CN105046103A

CN105046103A - Novel representation method for protein sequence fusing genetic information

Info

Publication number: CN105046103A
Application number: CN201510382702.5A
Authority: CN
Inventors: 肖绚
Original assignee: Jingdezhen Ceramic Institute
Current assignee: Jingdezhen Ceramic Institute
Priority date: 2015-07-03
Filing date: 2015-07-03
Publication date: 2015-11-11

Abstract

The invention provides a novel representation method for protein sequence fusing genetic information. The method comprises the steps of: keeping amino acids of a conserved region in a sequence of a protein P unchanged, and sequentially converting amino acids of a non-conserved region into other amino acids according to a probability for mutating amino acids of the non-conserved region into the other amino acids by a PSSM (Position Special Scoring Matrix), thereby obtaining 20 virtual proteins that contain the genetic information of the protein P; and fusing the protein P with a virtual proteome to synthesize vector description of a novel protein P so as to solve the problem that the secondary structure type prediction rate and subcellular localization prediction rate of the protein are relatively low. Compared to an existing evolutionary information fusion method, the method provided by the invention has a more obvious biological meaning. By adopting a proteome that is most probably evolved to represent a certain protein, the prediction success rate of a relevant predictor can be significantly increased; and the method has wide application space.

Description

A kind of protein sequence method for expressing of new blending inheritance information

Technical field

The present invention relates to bioinformatics, protein pseudo amino acid composition composition and traditional protein sequence analysis technical field, particularly relate to a kind of protein sequence method for expressing of new blending inheritance information.

Background technology

Along with the order-checking of human genome completes, bioinformatics enters a new developing stage---the genome times afterwards comprehensively.Genome plan has produced hundreds of millions of genome sequences, how to look for from these sequences life be how to originate from, be not only how to evolve, these genes but also be the answer how making life entity have a series of problems such as active, be the focus of current research.Analyzing these gene orders can from many levels, and as base sequence, protein, genome etc., because much biological phenotype character and gene regulation are all determined by the amino acid sequence of protein, analysis of amino acid sequence has certain advantage.

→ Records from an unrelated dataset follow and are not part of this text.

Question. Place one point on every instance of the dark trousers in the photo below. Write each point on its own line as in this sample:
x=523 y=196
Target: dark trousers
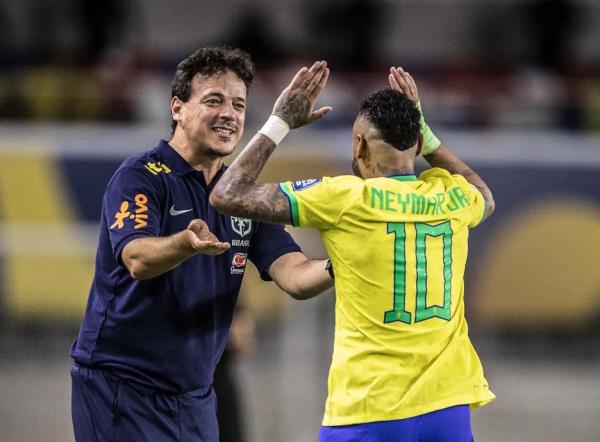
x=105 y=408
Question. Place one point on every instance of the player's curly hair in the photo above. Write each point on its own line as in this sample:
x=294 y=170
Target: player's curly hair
x=210 y=61
x=394 y=115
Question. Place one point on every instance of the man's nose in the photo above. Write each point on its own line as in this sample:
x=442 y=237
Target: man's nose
x=227 y=111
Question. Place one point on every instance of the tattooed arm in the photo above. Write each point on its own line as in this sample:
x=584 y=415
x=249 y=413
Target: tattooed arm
x=237 y=192
x=442 y=156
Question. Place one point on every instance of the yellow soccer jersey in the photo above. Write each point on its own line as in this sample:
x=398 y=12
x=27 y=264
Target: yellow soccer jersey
x=399 y=248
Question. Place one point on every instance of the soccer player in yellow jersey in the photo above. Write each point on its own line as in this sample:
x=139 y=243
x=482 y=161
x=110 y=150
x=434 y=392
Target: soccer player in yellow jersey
x=403 y=367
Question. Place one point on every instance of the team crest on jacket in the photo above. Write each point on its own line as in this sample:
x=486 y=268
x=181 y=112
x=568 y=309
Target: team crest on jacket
x=305 y=184
x=241 y=226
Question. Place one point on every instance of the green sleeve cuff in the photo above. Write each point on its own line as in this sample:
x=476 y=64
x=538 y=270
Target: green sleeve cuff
x=430 y=141
x=289 y=193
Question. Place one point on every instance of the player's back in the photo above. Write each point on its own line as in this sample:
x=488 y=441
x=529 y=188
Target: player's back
x=398 y=247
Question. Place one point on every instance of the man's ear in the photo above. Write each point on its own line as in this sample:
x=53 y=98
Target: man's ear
x=176 y=106
x=419 y=144
x=361 y=146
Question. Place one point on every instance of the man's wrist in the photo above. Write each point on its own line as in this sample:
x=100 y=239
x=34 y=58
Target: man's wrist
x=275 y=129
x=329 y=268
x=430 y=141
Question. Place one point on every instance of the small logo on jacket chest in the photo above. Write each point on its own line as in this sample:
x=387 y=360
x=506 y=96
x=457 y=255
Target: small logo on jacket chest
x=241 y=226
x=238 y=264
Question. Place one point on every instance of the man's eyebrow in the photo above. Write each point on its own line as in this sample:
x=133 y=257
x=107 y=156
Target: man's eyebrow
x=221 y=95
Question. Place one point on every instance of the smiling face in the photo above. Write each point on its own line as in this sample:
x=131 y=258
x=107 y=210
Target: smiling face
x=212 y=121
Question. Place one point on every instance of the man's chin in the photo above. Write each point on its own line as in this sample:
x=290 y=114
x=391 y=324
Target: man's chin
x=219 y=151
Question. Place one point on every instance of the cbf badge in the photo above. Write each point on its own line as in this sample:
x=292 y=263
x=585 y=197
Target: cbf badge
x=304 y=184
x=241 y=226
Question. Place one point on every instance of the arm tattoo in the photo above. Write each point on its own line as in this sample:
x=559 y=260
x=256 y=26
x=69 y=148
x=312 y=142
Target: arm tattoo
x=293 y=109
x=238 y=193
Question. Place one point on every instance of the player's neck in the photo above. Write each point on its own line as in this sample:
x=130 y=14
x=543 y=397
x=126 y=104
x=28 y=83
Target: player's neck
x=200 y=159
x=388 y=162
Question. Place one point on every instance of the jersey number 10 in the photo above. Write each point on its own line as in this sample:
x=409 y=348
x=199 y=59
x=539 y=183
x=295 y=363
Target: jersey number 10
x=422 y=312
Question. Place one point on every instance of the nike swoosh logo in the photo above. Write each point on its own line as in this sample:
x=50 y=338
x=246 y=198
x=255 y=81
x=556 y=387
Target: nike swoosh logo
x=174 y=212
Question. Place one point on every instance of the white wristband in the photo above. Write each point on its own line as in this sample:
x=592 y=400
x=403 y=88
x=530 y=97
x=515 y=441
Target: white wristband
x=275 y=128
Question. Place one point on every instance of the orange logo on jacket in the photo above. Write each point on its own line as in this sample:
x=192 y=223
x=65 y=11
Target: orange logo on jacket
x=140 y=216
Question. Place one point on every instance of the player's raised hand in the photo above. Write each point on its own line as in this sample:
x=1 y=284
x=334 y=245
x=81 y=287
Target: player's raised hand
x=296 y=102
x=401 y=81
x=203 y=240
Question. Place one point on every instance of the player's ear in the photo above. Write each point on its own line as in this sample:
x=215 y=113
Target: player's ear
x=361 y=146
x=176 y=106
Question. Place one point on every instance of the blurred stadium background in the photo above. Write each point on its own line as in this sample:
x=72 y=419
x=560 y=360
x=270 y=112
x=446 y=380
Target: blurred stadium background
x=512 y=85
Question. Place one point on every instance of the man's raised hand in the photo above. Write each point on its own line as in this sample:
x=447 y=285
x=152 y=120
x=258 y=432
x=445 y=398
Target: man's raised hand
x=401 y=81
x=203 y=240
x=296 y=102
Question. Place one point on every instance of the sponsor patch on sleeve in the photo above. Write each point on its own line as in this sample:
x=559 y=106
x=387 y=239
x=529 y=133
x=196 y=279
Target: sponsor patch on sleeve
x=304 y=184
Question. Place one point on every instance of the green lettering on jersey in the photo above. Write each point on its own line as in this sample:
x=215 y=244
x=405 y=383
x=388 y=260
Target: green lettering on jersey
x=376 y=194
x=418 y=204
x=454 y=204
x=461 y=197
x=440 y=196
x=404 y=201
x=389 y=199
x=432 y=206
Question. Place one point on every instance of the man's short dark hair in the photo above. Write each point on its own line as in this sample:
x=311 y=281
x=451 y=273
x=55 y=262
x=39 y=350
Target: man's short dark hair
x=394 y=115
x=210 y=61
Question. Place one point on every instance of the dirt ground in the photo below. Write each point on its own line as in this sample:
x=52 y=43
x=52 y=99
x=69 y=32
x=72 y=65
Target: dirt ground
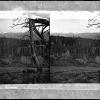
x=69 y=71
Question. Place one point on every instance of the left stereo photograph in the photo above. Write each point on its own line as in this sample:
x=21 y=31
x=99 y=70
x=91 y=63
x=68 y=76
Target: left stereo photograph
x=24 y=47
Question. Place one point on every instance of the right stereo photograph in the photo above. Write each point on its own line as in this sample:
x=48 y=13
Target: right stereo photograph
x=75 y=47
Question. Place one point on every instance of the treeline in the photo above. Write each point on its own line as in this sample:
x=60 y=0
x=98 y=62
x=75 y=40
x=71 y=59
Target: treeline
x=60 y=44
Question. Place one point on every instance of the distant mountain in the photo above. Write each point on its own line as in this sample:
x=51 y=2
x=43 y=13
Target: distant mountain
x=81 y=35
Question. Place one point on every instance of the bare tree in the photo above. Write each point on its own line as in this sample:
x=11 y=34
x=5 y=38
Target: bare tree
x=33 y=25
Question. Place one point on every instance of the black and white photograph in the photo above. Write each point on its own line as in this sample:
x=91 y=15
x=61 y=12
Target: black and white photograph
x=75 y=47
x=24 y=47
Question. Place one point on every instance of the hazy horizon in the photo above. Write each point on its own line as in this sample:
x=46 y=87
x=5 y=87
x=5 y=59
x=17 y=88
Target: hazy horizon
x=65 y=22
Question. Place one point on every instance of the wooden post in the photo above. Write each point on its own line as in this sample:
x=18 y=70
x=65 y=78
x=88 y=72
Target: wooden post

The one dimension character string that protein sequence is made up of 20 seed amino acids, show that the biological nature more lain in wherein is very difficult, people devise many kinds of pseudo amino acid composition compositions employing vector modes to describe protein sequence for this reason, these pseudo amino acid composition compositions are as dyad composition, triplet composition, the gray theory factor, what complexity factors etc. had well can describe protein sequence local amino acid sequence information, the overall amino acid sequence information that well can describe protein sequence had, all positive role is served to based on the protein structure of sequence and Function Classification prediction.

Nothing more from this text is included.